Enabling Research Through Partnership

As discussed frequently throughout this blog publication and on our podcast series, Training_Data, we believe rapidly maturing ML technologies, specifically computer vision, will fundamentally disrupt current geospatial analytics products and services. Yet a majority of the initial advancements in open-source computer vision technologies have been built using labeled common photograph datasets such as ImageNet and Common Objects in Context (COCO). The differences inherent in remote sensing data types such as satellite and aerial imagery present unique challenges for leveraging the latest computer vision techniques. SpaceNet was founded to address this gap by accelerating the development of open-source ML capabilities for geospatial applications, specifically the foundational mapping mission. We have relied upon forming partnerships with leading commercial, nonprofit, academic and government organizations in order to gain access to datasets and expertise, as well as build awareness in both the geospatial and computer vision communities. In 2018, we formed SpaceNet into an official nonprofit LLC, solely managed by CosmiQ, to better manage the growth in partnerships and community engagement. There are currently eight 2019–2020 SpaceNet Partners: CosmiQ, Maxar Technologies, AWS, Capella Space, Topcoder, the IEEE GRSS, National Geospatial-Intelligence Agency (NGA), and Planet. Each partner serves on the SpaceNet Advisory Council, which is responsible for designing and implementing datasets and challenges. The Advisory Council is co-chaired by CosmiQ and Maxar.

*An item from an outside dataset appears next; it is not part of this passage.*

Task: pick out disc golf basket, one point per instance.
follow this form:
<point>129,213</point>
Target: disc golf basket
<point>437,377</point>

A comprehensive timeline of SpaceNet’s activities over the years.

Four Pillar Strategy: Building an Ecosystem

SpaceNet’s strategy for developing and maintaining an open-source geospatial analytics ecosystem has four pillars: (1) develop and publish highly curated, labeled remote sensing datasets; (2) design and host public data science challenges targeting a specific foundational mapping problem; (3) open source release of the leading algorithms from each challenge; and (4) conduct detailed evaluations of ML approaches to difficult geospatial problems. This approach has remained largely unchanged since SpaceNet’s founding because the combined output provides practitioners and researchers alike a comprehensive resource spanning the entire supervised ML model lifecycle.

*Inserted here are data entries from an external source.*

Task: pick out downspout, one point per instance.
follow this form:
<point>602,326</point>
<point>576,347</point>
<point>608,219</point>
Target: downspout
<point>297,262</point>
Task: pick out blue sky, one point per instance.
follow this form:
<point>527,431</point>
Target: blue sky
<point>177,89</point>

SpaceNet has focused on four strategic pillars since its founding in 2016.

Pillar 1: Data

The single most important SpaceNet pillar is the development and release of highly curated, labeled remote sensing datasets. The lack of high-quality, permissively licensed training data remains the largest single barrier to entry to end users interested in building and deploying a supervised ML model into their products or workflows. As a result, we prioritized the development of a novel dataset for each of our challenges. We limited the feature classes to foundational mapping applications, specifically building footprint and road network labels, in order to systematically expand the current data corpus with each new release. We have open sourced over 27,000 km2 of high-resolution satellite imagery and synthetic aperture radar (SAR) data featuring ~900,000 building footprint labels and ~20,000 km of road network labels across 11 cities over five continents. At the time of this writing, parts of the dataset have been downloaded in over 80 countries totaling over 733TB downloaded data through our AWS Open Data S3 repository. We also host several high-quality, third-party datasets from the Intelligence Advanced Research Project Activity (IARPA) Multiview Stereo Graphic Dataset; the IARPA Functional Map of the World (fMoW) Challenge; and the U.S. Special Operations Command (SOCOM) Urban 3D Challenge.

SpaceNet has averaged over 60TBs each quarter in data downloads since 2019.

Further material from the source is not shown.